O caso ganhou repercussão após a parlamentar afirmar, em vídeos divulgados nas redes sociais, que foi mantida no local por mais de duas horas depois que os portões da secretaria teriam sido fechados. Mical também acusou a Prefeitura de São Luís e a SMTT de promoverem uma "perseguição da fé" ao dificultar a realização de atividades evangelísticas em espaços públicos da capital.
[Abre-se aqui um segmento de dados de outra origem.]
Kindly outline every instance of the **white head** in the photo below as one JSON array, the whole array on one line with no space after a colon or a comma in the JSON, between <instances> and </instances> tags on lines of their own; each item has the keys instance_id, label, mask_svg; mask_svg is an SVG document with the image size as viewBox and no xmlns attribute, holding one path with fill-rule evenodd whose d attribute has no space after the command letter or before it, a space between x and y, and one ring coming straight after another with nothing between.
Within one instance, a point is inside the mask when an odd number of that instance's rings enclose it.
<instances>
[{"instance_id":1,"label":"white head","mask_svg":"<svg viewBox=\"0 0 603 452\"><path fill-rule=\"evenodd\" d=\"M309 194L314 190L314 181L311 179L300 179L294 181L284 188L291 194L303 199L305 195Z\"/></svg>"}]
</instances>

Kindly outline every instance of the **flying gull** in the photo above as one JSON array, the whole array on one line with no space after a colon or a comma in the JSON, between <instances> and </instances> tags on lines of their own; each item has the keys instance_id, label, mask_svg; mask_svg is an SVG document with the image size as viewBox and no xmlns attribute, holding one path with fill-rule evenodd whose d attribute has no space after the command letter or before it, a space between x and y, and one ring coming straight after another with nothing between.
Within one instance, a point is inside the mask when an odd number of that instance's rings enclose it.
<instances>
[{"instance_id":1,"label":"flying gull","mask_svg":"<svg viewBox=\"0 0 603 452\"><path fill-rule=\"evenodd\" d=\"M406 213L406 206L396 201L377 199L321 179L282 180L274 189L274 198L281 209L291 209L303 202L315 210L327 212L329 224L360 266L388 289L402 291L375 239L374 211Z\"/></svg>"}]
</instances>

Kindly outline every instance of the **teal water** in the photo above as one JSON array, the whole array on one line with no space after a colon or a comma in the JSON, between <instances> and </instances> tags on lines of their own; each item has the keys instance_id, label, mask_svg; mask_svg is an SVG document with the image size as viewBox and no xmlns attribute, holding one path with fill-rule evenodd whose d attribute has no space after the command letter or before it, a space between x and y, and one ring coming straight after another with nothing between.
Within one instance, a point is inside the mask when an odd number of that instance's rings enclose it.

Segundo a deputada, ela foi à sede do órgão após receber denúncias de pastores sobre a suposta negativa de autorizações para cultos e pregações em terminais de integração, grandes avenidas e praças de São Luís.
"Hoje, as igrejas evangélicas de São Luís estão proibidas de fazer evangelismo dentro dos terminais de integração, nas grandes avenidas e, em sua maioria, nas praças", declarou.
Mical afirmou ainda que, ao tentar deixar a SMTT, o veículo em que estava foi impedido de sair das dependências do órgão.
"Eu estou aqui sendo tolida, vindo lutar por uma liberdade que nós temos garantia diante da lei, que é a liberdade religiosa.